Time flies when you are having fun. Well, really, time flies when you are crazy busy adjusting to life with a child with a g-tube, trach, vent and 24 hour nursing. As of this very moment, we are down to 16 hours a day nursing. Which means our house is currently nurse free for the first time in two weeks. Don't get me wrong, the nurses have been absolutely wonderful. We have been very happy with everyone the agency has sent. And, we haven't had one missing hour in the last two weeks. It was just a new experience for us to be with someone in our home 24 hours a day.
Along with being back home, we are planning a move, and Samantha turned three. In addition to a kick-ass birthday party she had this past weekend, I also have had to coordinate changing her therapies from the early intervention program to the IU. And, then in six weeks we'll get to change to a different county!
Despite all of the craziness, all three of us are really glad to be home, and Samantha continues to do so well.

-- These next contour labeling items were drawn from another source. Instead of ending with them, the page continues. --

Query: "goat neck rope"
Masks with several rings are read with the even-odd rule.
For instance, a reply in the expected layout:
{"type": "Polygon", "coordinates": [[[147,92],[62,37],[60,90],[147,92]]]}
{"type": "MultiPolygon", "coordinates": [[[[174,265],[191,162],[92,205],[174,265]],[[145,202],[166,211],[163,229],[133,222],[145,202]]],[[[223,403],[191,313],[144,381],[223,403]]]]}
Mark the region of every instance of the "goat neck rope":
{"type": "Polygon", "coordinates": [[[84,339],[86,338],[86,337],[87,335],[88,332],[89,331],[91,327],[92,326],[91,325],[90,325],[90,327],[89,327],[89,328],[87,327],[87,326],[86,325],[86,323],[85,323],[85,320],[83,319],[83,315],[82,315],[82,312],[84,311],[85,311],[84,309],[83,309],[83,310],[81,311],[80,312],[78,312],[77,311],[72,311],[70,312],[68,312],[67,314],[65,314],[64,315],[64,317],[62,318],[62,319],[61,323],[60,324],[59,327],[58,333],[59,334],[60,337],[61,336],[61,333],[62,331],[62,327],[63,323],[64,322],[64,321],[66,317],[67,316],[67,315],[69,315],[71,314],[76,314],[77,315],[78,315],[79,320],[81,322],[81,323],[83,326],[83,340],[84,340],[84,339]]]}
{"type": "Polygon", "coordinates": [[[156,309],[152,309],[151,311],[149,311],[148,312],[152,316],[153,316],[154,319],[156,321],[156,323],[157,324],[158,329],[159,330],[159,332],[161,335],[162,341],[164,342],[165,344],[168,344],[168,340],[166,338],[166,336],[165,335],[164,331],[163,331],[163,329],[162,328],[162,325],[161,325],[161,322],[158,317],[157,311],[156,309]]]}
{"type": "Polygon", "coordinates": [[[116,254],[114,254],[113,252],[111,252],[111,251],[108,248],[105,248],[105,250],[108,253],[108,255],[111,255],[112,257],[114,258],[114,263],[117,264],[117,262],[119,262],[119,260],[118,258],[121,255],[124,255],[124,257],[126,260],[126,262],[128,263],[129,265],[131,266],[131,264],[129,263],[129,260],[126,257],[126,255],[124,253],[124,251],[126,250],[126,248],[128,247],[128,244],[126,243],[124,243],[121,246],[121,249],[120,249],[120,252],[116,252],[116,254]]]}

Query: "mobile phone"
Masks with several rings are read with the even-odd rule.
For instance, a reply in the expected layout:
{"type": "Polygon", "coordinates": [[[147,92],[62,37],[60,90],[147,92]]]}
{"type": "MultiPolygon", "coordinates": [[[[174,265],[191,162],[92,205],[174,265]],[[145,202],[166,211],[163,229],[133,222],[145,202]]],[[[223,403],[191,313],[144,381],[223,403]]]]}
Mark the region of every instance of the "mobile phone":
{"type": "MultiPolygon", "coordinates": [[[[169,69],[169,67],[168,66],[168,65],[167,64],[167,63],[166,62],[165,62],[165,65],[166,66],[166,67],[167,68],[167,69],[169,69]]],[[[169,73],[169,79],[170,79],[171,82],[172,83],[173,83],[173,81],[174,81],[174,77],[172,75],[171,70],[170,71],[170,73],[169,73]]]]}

We were back at CHOP yesterday for a variety of tests she needed as part of the clinical trial she is in. I haven't talked much here about the clinical trial as I haven't quite known what to say. We are so very grateful that Samantha was able to begin to receive the study drug (EPI-743) in February. We feel there has been much improvement during the time she has been on the drug. As there were a few things added at once (g-tube, trach, and the drug), it is hard to say what is helping the most. But, we all do believe the drug has been part of what allowed Samantha to have such a turn around after her respiratory failure. Prior to her hospital stay Samantha had irregular breathing patterns (consistently for at least a month, 24 hours a day). Now, even when she is off of the vent for hours, I no longer see those strange breathing patterns. And, she no longer "zones out" as she had been doing. So yes, I think the drug is helping along with everything else. Again, I am so very grateful Samantha is able to receive this drug and hope she can continue to receive it.
However, there are many children with Leigh's who may also benefit from the drug but are not able to receive it because they don't have a genetic "marker" found yet that proves they have the disease. (It's an FDA rule that the drug can only be trailed in children with genetic "proof" of their disease.) I can't imagine the frustration and anger the parents of those children must feel. I know of one little girl diagnosed with Leigh's whose parents tried to get an exception to the rule--and the FDA refused to grant an exception. The little girl, not yet even two years old, passed away in January. The rule needs to change. Period. What harm would it have done to her to allow her to trial the drug? Now, her parents, the FDA and the company that makes the drug will never be able to know if the drug could have helped her. Perhaps saved her?
Despite the current FDA rules, my hope is that Samantha trialing the drug will be a part of something that will push mitochondrial disease treatment even further ahead. And, that is so desperately needed.